I implied a moment ago why this system is called a "carrier-current"
system; it is because "the high-frequency currents carry in their modulations the speech significance." Sometimes it is called a system of "multiplex" telephony because it permits more than one message at a time.
This same general principle is also applied to the making of a multiplex system of telegraphy. In the multiplex telephone system we pictured transmitting and receiving sets very much like radio-telephone sets. If instead of transmitting speech each transmitter was operated as a C-W transmitter then it would transmit telegraph messages. In the same frequency range there can be more telegraph systems operated simultaneously without interfering with each other, for you remember how many cycles each radio-telephone message requires. For that reason the multiplex telegraph system which operates by carrier-currents permits as many as ten different telegraph messages simultaneously.

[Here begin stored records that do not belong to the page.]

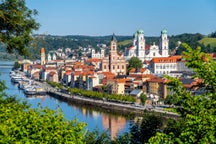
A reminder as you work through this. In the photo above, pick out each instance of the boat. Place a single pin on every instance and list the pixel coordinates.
(16, 78)
(34, 90)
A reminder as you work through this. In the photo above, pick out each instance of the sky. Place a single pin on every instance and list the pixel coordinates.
(124, 17)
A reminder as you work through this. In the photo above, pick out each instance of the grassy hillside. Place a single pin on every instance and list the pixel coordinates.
(208, 41)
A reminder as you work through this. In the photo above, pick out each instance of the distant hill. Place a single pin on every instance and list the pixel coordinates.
(209, 43)
(52, 42)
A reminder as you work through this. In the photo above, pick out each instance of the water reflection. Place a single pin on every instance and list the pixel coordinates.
(94, 117)
(113, 123)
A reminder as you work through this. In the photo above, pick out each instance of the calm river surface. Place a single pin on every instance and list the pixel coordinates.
(94, 118)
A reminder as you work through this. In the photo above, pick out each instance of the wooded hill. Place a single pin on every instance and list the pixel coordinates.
(51, 42)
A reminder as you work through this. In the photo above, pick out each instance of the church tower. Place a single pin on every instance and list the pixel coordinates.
(49, 57)
(140, 45)
(113, 45)
(43, 61)
(164, 44)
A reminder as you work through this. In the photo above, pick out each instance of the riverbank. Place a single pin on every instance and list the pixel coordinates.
(103, 104)
(108, 106)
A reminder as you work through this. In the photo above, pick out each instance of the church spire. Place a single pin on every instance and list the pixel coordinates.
(113, 38)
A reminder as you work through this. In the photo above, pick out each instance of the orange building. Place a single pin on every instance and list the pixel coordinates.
(114, 63)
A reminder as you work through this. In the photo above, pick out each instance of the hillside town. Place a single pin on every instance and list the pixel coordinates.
(109, 74)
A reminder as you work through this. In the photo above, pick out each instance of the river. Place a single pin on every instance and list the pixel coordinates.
(94, 117)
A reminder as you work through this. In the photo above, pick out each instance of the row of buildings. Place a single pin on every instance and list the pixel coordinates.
(108, 73)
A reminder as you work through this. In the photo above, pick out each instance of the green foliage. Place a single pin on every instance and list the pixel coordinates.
(143, 98)
(134, 62)
(198, 121)
(141, 131)
(16, 25)
(213, 35)
(16, 65)
(172, 100)
(208, 41)
(95, 137)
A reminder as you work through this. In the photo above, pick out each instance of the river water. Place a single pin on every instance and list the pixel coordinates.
(95, 118)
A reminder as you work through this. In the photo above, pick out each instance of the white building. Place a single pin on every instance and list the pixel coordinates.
(147, 52)
(51, 56)
(99, 55)
(164, 65)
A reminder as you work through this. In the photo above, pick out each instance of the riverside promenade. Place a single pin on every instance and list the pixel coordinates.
(107, 105)
(104, 104)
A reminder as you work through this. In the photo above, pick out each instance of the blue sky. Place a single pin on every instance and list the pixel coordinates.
(124, 17)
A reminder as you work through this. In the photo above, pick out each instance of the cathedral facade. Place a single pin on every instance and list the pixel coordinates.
(147, 52)
(114, 63)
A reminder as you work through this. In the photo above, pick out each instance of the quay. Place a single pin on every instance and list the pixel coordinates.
(102, 104)
(109, 106)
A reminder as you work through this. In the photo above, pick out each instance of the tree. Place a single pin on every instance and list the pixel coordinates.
(134, 62)
(16, 25)
(16, 65)
(141, 131)
(143, 98)
(198, 123)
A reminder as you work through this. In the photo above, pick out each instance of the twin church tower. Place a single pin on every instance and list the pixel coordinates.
(147, 52)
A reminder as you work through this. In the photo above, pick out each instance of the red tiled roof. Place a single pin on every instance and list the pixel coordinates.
(52, 73)
(147, 47)
(93, 60)
(171, 59)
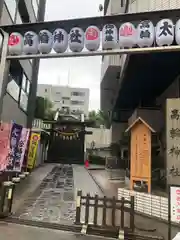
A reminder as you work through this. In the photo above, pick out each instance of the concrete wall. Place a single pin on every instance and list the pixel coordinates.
(101, 137)
(117, 131)
(147, 204)
(11, 111)
(172, 143)
(57, 93)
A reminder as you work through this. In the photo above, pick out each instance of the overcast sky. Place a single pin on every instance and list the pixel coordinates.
(82, 72)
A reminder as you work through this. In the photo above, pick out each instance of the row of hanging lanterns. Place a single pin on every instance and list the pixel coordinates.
(128, 36)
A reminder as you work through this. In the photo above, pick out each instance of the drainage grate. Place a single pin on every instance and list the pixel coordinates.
(68, 196)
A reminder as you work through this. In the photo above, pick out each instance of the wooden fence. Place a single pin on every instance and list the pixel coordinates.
(100, 207)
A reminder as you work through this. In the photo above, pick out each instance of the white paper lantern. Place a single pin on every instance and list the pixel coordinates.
(164, 32)
(92, 38)
(45, 41)
(31, 42)
(109, 37)
(127, 35)
(145, 34)
(60, 40)
(15, 44)
(177, 32)
(76, 39)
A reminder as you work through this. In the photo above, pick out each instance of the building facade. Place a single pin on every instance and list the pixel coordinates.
(72, 100)
(130, 89)
(15, 104)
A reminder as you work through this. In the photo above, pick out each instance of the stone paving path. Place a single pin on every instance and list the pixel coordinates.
(53, 201)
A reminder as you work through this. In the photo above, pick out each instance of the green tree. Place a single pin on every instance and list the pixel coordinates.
(100, 118)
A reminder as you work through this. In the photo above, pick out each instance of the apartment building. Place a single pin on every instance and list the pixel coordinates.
(112, 66)
(131, 90)
(15, 105)
(68, 99)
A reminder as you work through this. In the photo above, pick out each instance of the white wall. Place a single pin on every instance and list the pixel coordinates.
(57, 93)
(148, 204)
(117, 129)
(101, 137)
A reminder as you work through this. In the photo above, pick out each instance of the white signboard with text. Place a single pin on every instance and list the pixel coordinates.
(175, 203)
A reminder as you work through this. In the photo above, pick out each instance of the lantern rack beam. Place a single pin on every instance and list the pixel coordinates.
(83, 23)
(97, 53)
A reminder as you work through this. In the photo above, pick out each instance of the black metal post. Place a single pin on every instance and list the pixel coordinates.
(35, 72)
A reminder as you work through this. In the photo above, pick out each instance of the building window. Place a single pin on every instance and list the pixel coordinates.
(74, 102)
(24, 84)
(23, 103)
(65, 98)
(28, 86)
(13, 89)
(35, 7)
(11, 6)
(18, 18)
(81, 94)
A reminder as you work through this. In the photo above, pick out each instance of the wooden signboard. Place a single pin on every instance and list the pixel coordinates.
(140, 153)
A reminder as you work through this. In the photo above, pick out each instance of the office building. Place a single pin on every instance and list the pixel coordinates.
(15, 104)
(131, 90)
(67, 99)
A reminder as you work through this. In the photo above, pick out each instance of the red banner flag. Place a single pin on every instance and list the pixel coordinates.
(5, 130)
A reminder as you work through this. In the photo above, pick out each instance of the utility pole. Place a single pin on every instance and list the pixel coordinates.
(35, 72)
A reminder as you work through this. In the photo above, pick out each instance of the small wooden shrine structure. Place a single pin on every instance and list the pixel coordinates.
(140, 152)
(66, 141)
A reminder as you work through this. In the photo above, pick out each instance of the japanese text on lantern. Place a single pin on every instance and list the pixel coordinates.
(177, 209)
(174, 146)
(91, 34)
(13, 40)
(126, 31)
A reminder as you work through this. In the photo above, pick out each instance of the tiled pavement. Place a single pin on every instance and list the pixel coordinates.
(13, 231)
(110, 189)
(52, 199)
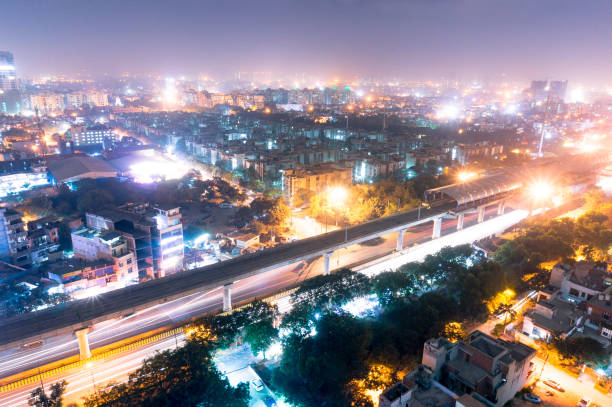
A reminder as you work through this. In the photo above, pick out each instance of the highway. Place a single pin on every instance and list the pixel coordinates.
(66, 318)
(80, 382)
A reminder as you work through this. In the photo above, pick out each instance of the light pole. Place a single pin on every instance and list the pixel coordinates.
(89, 366)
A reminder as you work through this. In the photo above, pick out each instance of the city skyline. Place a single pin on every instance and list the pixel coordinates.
(345, 39)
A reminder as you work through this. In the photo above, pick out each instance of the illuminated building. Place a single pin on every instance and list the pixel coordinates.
(168, 246)
(96, 135)
(491, 370)
(78, 99)
(14, 238)
(43, 239)
(47, 103)
(93, 244)
(8, 76)
(10, 98)
(154, 234)
(314, 179)
(81, 278)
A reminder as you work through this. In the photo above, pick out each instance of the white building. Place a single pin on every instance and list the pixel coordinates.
(91, 245)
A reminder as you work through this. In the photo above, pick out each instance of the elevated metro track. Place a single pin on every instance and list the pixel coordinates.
(75, 316)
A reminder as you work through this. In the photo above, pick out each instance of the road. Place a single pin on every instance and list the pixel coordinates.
(574, 389)
(66, 318)
(117, 367)
(16, 360)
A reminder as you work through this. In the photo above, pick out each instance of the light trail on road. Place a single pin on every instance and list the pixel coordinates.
(118, 367)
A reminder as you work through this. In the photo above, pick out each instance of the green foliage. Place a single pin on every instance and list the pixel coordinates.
(53, 399)
(260, 335)
(256, 319)
(182, 377)
(18, 299)
(581, 350)
(315, 370)
(334, 289)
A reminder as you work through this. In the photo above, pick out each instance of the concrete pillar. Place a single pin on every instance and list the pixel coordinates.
(83, 340)
(481, 210)
(437, 230)
(460, 218)
(227, 297)
(400, 240)
(326, 257)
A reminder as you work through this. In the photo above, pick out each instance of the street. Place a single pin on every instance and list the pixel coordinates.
(118, 367)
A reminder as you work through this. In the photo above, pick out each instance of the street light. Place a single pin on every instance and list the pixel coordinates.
(464, 176)
(541, 191)
(89, 366)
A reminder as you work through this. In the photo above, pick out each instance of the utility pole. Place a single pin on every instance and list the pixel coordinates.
(544, 125)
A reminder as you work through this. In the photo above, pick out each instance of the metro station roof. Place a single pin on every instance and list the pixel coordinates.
(480, 188)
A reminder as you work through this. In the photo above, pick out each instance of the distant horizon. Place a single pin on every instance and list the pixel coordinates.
(413, 40)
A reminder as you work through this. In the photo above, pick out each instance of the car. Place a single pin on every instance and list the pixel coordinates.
(531, 398)
(554, 385)
(257, 384)
(269, 402)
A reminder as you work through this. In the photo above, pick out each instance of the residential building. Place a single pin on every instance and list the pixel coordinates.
(582, 281)
(492, 370)
(43, 239)
(315, 179)
(93, 244)
(14, 238)
(80, 278)
(94, 135)
(552, 316)
(153, 233)
(419, 389)
(599, 313)
(8, 75)
(47, 103)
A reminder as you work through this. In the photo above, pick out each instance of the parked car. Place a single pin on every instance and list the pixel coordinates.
(531, 398)
(269, 402)
(257, 384)
(554, 385)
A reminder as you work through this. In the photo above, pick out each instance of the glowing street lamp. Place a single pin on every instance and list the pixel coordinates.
(464, 176)
(337, 196)
(541, 191)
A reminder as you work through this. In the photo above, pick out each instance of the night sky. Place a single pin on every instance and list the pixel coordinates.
(411, 39)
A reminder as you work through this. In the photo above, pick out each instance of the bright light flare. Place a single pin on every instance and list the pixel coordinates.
(149, 171)
(448, 112)
(464, 176)
(337, 196)
(541, 191)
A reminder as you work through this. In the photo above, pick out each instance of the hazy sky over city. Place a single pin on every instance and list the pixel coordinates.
(345, 38)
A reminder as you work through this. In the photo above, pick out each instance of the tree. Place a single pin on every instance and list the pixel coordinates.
(185, 376)
(391, 285)
(581, 350)
(18, 299)
(54, 399)
(259, 336)
(453, 331)
(316, 370)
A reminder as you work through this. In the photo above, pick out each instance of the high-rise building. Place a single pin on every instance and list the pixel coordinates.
(8, 77)
(14, 238)
(558, 89)
(10, 99)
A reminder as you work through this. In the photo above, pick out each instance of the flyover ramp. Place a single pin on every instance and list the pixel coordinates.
(72, 316)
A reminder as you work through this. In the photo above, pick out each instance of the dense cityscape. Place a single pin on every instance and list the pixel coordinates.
(273, 234)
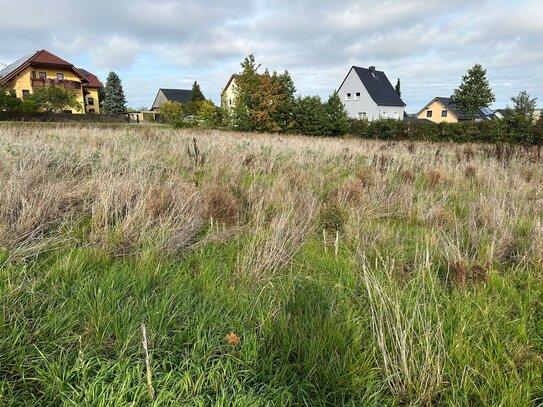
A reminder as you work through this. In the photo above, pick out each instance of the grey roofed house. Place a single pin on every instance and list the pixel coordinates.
(367, 94)
(173, 95)
(379, 87)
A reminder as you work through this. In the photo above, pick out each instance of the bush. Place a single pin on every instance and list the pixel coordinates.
(509, 130)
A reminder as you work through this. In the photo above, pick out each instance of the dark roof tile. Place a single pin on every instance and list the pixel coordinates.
(379, 87)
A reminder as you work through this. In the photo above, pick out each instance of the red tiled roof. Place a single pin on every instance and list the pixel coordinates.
(42, 57)
(94, 82)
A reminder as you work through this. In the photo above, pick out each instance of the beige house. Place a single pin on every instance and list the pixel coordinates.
(442, 110)
(42, 69)
(229, 93)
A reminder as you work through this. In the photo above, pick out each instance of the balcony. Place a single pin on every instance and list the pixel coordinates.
(65, 83)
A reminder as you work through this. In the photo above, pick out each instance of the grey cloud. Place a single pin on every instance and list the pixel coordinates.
(429, 45)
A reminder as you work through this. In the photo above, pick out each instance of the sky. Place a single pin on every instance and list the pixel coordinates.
(154, 44)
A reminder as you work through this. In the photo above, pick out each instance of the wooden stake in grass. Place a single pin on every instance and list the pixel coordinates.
(148, 363)
(336, 243)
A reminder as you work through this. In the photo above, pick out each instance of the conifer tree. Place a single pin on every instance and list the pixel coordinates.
(197, 95)
(474, 92)
(338, 118)
(114, 100)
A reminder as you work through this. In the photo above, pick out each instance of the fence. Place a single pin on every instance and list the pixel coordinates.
(63, 117)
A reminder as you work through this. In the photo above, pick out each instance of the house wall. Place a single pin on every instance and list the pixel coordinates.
(93, 93)
(229, 95)
(366, 104)
(23, 81)
(436, 107)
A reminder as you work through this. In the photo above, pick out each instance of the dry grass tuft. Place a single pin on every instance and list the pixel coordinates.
(220, 204)
(470, 172)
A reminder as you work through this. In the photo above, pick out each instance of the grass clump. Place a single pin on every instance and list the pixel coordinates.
(276, 271)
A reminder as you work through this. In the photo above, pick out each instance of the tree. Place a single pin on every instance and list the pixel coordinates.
(338, 119)
(269, 95)
(114, 100)
(283, 109)
(524, 106)
(53, 99)
(398, 88)
(197, 95)
(520, 118)
(208, 114)
(247, 100)
(474, 92)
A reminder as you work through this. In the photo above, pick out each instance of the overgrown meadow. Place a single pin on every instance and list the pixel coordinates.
(149, 266)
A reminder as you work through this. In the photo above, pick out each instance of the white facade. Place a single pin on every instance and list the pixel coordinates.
(360, 105)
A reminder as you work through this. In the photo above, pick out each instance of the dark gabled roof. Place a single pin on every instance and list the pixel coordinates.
(378, 86)
(175, 95)
(484, 113)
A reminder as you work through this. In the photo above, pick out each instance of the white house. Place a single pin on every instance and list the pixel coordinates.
(368, 94)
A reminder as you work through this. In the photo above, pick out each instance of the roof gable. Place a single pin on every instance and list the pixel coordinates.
(378, 86)
(172, 95)
(484, 113)
(45, 57)
(39, 58)
(13, 67)
(94, 82)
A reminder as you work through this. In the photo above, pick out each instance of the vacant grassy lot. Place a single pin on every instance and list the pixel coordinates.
(140, 266)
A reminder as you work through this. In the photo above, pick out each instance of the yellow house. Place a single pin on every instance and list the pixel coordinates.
(42, 69)
(442, 110)
(229, 93)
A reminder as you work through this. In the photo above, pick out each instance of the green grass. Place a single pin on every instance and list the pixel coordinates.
(436, 276)
(71, 334)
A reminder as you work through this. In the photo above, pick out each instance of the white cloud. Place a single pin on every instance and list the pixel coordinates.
(429, 45)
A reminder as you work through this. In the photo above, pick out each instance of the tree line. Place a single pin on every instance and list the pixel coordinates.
(57, 99)
(264, 102)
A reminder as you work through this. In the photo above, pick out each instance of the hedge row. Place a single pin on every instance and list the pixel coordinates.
(494, 131)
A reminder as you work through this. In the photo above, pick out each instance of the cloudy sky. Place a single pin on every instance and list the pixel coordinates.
(151, 44)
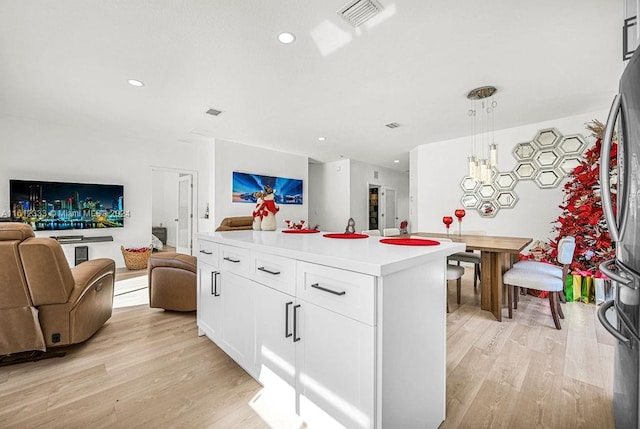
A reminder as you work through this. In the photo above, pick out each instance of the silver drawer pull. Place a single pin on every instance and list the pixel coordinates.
(275, 273)
(317, 286)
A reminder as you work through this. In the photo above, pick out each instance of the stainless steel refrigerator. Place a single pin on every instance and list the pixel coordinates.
(624, 227)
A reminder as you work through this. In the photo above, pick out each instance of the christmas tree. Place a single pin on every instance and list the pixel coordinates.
(582, 214)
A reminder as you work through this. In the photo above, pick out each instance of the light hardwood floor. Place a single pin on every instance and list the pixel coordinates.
(148, 368)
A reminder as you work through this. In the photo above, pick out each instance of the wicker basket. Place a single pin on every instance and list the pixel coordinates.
(136, 260)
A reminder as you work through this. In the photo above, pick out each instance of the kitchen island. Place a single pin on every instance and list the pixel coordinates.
(343, 333)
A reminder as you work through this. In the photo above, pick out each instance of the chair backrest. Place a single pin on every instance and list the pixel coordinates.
(13, 285)
(566, 249)
(371, 232)
(390, 232)
(47, 271)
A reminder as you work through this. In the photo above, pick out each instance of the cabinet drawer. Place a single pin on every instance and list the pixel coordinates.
(235, 260)
(275, 271)
(208, 252)
(345, 292)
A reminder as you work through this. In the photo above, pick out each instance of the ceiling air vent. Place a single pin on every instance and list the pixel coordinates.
(213, 112)
(359, 11)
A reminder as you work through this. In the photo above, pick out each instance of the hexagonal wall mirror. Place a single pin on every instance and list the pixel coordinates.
(469, 201)
(506, 180)
(524, 151)
(573, 144)
(488, 209)
(568, 165)
(547, 138)
(548, 178)
(546, 158)
(507, 199)
(487, 191)
(525, 170)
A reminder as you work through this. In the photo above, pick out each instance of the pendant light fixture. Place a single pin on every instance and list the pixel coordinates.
(484, 150)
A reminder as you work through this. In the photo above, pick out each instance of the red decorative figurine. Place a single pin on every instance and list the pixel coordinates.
(460, 214)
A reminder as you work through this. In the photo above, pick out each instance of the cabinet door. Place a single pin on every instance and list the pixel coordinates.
(209, 313)
(335, 358)
(274, 348)
(237, 316)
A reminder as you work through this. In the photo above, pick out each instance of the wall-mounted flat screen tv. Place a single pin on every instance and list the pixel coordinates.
(50, 206)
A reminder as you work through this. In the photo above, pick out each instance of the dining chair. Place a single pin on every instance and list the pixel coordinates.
(470, 257)
(542, 276)
(454, 272)
(372, 232)
(390, 232)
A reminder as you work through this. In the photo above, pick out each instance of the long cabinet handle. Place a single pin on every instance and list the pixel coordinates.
(605, 187)
(275, 273)
(214, 283)
(287, 334)
(335, 292)
(296, 338)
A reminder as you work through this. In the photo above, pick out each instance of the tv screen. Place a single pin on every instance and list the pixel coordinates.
(54, 206)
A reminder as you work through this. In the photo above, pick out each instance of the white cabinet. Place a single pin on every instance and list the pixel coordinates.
(325, 326)
(209, 312)
(237, 317)
(335, 369)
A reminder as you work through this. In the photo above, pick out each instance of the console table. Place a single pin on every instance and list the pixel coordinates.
(349, 332)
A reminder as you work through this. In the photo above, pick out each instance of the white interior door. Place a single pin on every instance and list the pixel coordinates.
(390, 212)
(185, 214)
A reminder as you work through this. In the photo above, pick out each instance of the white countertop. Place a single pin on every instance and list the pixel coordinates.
(366, 255)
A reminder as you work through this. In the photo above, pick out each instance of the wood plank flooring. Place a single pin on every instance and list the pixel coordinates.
(148, 368)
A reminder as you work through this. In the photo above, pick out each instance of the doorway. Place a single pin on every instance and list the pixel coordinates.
(173, 203)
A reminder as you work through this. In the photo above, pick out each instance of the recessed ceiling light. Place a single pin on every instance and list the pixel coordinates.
(286, 37)
(134, 82)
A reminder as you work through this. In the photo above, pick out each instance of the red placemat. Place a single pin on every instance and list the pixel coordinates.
(343, 235)
(410, 241)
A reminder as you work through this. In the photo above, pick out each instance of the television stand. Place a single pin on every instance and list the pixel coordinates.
(66, 239)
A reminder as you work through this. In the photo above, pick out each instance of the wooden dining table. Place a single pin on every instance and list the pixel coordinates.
(496, 256)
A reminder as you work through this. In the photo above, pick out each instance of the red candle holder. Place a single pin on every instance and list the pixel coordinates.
(447, 220)
(460, 214)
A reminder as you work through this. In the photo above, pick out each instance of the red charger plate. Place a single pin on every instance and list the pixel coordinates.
(343, 235)
(300, 231)
(409, 241)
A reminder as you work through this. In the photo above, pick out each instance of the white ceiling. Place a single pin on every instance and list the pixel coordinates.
(68, 62)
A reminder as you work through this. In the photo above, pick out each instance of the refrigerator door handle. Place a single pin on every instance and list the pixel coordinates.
(605, 185)
(604, 267)
(608, 326)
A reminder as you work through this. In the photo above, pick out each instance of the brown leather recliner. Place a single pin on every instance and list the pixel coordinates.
(236, 223)
(172, 281)
(68, 305)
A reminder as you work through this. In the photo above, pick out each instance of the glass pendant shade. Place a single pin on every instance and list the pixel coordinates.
(472, 166)
(493, 155)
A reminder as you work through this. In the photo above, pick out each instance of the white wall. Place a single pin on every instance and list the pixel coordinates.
(340, 190)
(438, 168)
(40, 151)
(363, 175)
(330, 195)
(230, 157)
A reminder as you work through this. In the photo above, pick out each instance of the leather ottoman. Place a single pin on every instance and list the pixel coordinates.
(172, 281)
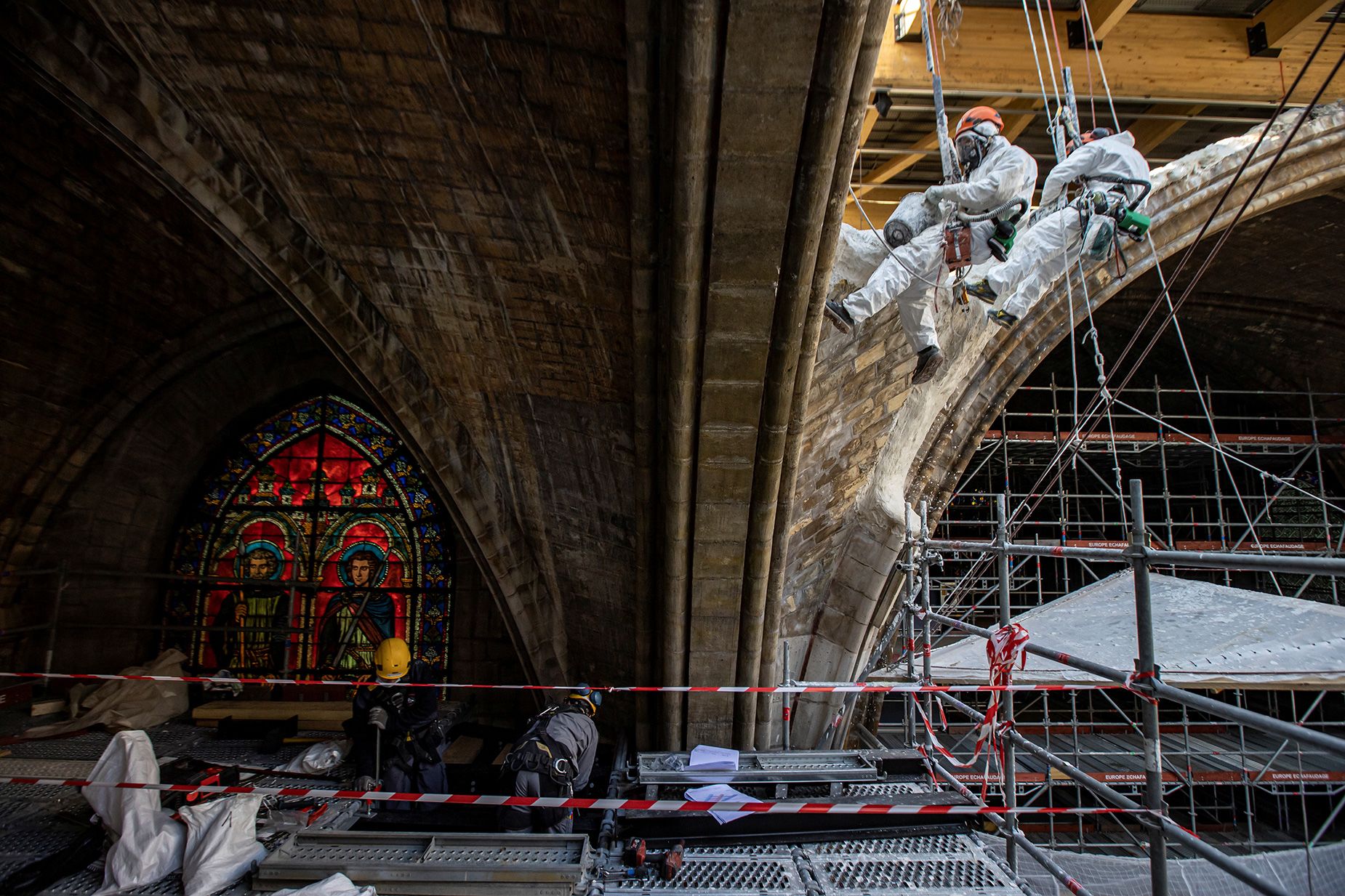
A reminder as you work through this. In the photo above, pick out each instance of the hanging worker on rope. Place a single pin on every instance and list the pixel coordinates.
(553, 758)
(1114, 179)
(930, 235)
(394, 731)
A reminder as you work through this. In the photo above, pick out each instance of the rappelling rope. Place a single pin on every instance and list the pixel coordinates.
(1036, 60)
(1102, 69)
(1071, 447)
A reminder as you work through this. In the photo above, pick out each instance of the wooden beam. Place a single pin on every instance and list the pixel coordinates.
(1014, 126)
(1150, 132)
(878, 203)
(1104, 15)
(870, 117)
(896, 164)
(1189, 58)
(1285, 19)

You remember that I told you how capacity effects rob the distant end of a pair of wires of the alternating current which is being sent to them.
That is always true but the effect is not very great unless the frequency of the alternating current is high. It's enough, however, so that every few hundred miles it is necessary to connect into the circuit an audion amplifier. This is true of carrier currents especially, but also true of the voice-frequency currents of ordinary telephony. The latter, however, are not weakened, that is, "attenuated," as much and consequently do not need to be amplified as much to give good intelligibility at the distant receiver.
[Ill.u.s.tration: Fig 135]
In a telephone circuit over such a long distance as from New York City to San Francisco it is usual to insert amplifiers at about a dozen points along the route. Of course, these amplifiers must work for transmission in either direction, amplifying speech on its way to San Francisco or in the opposite direction. At each of the amplifying stations, or "repeater stations," as they are usually called, two vacuum tube amplifiers are used, one for each direction. To connect these with the line so that each may work in the right direction there are used two of the bridges or resistance squares. You can see from the sketch of Fig. 135 how an alternating current from the east will be amplified and sent on to the west, or vice versa.
[Ill.u.s.tration: Fig 136]
There are a large number of such repeater stations in the United States along the important telephone routes. In Fig. 136 I am showing you the location of those along the route of the famous "transcontinental telephone-circuit." This shows also a radio-telephone connection between the coast of California and Catalina Island. Conversations have been held between this island and a ship in the Atlantic Ocean, as shown in the sketch. The conversation was made possible by the use of the vacuum tube and the bridge circuit. Part of the way it was by wire and part by radio. Wire and radio tie nicely together because both operate on the same general principles and use much of the same apparatus.